Opinion
May 6, 1986
Appeal from the Supreme Court, New York County (Elliott Wilk, J.).
Plaintiff diamond dealer stored valuable goods in a safe-deposit box it leased in a vault owned by defendant Midtown Vault Corp. In this action plaintiff seeks to recover damages for the loss of valuable goods from this box, several days after it first rented it. The second cause of action alleges that the loss was caused by the gross negligence of Midtown in that Midtown employed one Abraham Ticknor as a security guard even though it had actual notice that Ticknor had allegedly misappropriated goods of others from the vault.
Defendant was granted summary judgment dismissing this cause of action on the basis of an exculpatory clause in plaintiff's vault box rental contract which provides that the lessee releases Midtown from any claims of loss arising out of ordinary negligence.
While such exculpatory clauses are enforceable, they are subject to strict judicial scrutiny. The clause is valid only to the extent that it releases defendant from liability for ordinary negligence, according to its terms, and the courts will not enforce an agreement to the extent that it purports to grant an exemption from liability for willful or grossly negligent acts. (Gross v Sweet, 49 N.Y.2d 102, 106; see also, Kalisch-Jarcho, Inc. v City of New York, 58 N.Y.2d 377, 384-385; Graphic Scanning Corp. v Citibank, 116 A.D.2d 22.)
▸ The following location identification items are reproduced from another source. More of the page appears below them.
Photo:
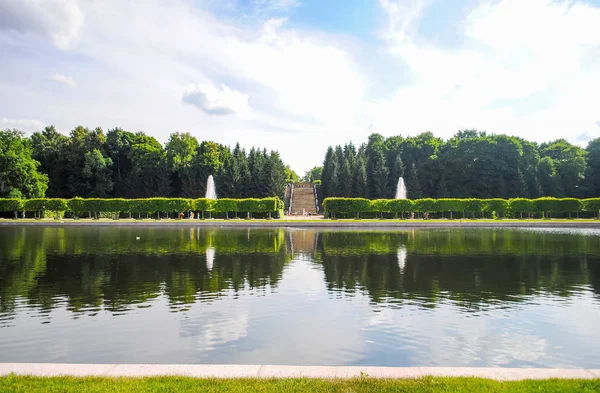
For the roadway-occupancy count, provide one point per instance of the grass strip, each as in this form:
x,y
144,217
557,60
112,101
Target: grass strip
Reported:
x,y
30,384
Inasmuch as plaintiff alleges that Midtown's continued employment of Ticknor as a security guard in charge of the vault in light of its knowledge of his alleged prior conversions would constitute conduct so reckless as to be deemed "gross negligence", the exculpatory clause is inoperative and summary judgment should have been denied.
We have examined the other points raised on this appeal and cross appeal and find them without merit.
Concur — Kupferman, J.P., Sullivan, Lynch, Rosenberger and Ellerin, JJ.